These approaches can be particularly important when evaluating recombinant ClpS preparations or when studying the effects of potential inhibitors on ClpS function.

Can ClpS be used as a marker to distinguish between different V. vulnificus strains?

The potential of ClpS as a marker for distinguishing V. vulnificus strains presents both opportunities and limitations:

Opportunities:

  • Genomic sequence variations in the clpS gene may correlate with specific strain lineages

  • Differences in ClpS expression patterns under specific conditions could potentially distinguish clinical from environmental isolates

  • Proteomic signatures including ClpS and its interacting partners might provide strain-specific profiles

Limitations:

  • Current typing methods utilize other markers such as vcg gene variations, 16S rRNA sequences, and genome-wide SNP analyses

  • The high conservation of essential proteins like ClpS across strains may limit discriminatory power

  • More comprehensive comparative studies are needed to establish ClpS as a reliable strain marker

While ClpS alone may not provide sufficient discriminatory power for strain typing, it could potentially be included in a multi-marker approach alongside established typing methods such as MLST or core-SNP phylogenetic analysis .

What is the relationship between ClpS function and V. vulnificus survival during stress conditions?

The relationship between ClpS function and V. vulnificus survival during stress conditions is complex and involves several mechanisms:

  • Protein quality control: As part of the proteostasis network, ClpS helps maintain protein quality control during stress by directing specific damaged or misfolded proteins to the ClpAP degradation machinery .

  • Adaptation to environmental transitions: V. vulnificus encounters various stressors when transitioning between environments (e.g., from seawater to human host).
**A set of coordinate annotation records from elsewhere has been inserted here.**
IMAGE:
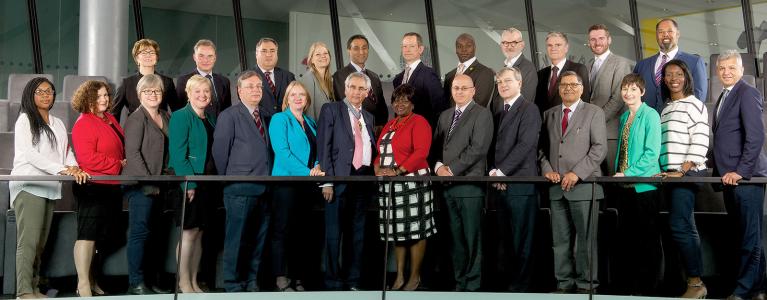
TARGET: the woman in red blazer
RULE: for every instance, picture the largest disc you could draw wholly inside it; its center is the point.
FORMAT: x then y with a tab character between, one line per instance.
404	146
98	143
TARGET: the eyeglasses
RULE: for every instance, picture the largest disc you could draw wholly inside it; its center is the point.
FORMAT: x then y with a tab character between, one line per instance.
151	92
47	92
565	86
512	43
462	88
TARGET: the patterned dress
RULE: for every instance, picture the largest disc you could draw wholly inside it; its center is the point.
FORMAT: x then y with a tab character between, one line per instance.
410	216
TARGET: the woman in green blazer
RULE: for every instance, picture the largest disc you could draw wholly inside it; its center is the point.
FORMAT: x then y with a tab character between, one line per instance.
190	141
638	155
ClpS likely facilitates adaptation by regulating protein turnover during these transitions .

  • Viable but non-culturable (VBNC) state regulation: V. vulnificus can enter a VBNC state during stress. While direct evidence linking ClpS to this process is limited, protein degradation systems are generally important for entry into and exit from dormancy states .

  • Oxygen stress response: Similar to other regulatory systems like the stressosome that functions as an oxygen sensor in V. vulnificus, ClpS may participate in responses to oxygen availability changes .
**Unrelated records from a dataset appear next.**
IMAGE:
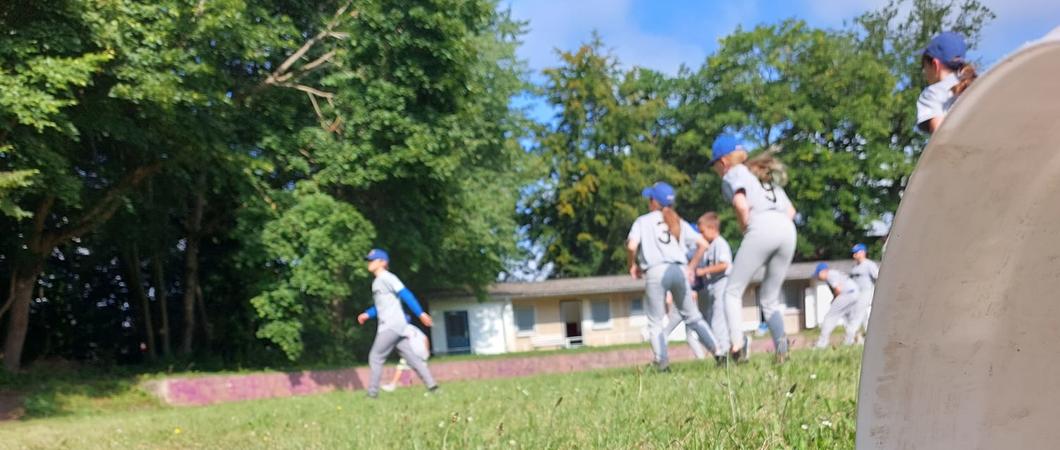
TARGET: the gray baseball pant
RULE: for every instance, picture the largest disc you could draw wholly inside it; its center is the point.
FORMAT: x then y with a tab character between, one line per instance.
726	318
770	241
861	311
386	341
693	340
671	277
843	307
  • Nutritional stress adaptation: ClpS-mediated protein degradation likely contributes to amino acid recycling during nutrient limitation, a common stress condition for V. vulnificus .

Understanding these relationships more fully requires additional research specifically examining ClpS function under relevant stress conditions encountered by V. vulnificus during its lifecycle.

What are promising approaches for studying ClpS-substrate interactions in V. vulnificus?

Several innovative approaches show promise for advancing our understanding of ClpS-substrate interactions in V. vulnificus:

  • Proteome-wide identification of substrates: Using techniques like Stable Isotope Labeling with Amino acids in Cell culture (SILAC) or Tandem Mass Tag (TMT) labeling coupled with mass spectrometry to identify proteins that accumulate in ClpS deletion mutants .

  • In vivo crosslinking approaches: Chemical crosslinking combined with mass spectrometry (XL-MS) can capture transient interactions between ClpS and its substrates in living V. vulnificus cells.

  • BioID or APEX2 proximity labeling: Fusing promiscuous biotin ligases to ClpS can help identify proteins that come into close proximity with ClpS in vivo.

  • Cryo-electron microscopy studies: Structural determination of V. vulnificus ClpS in complex with substrates and/or the ClpA hexamer using cryo-EM could provide molecular insights into recognition and delivery mechanisms.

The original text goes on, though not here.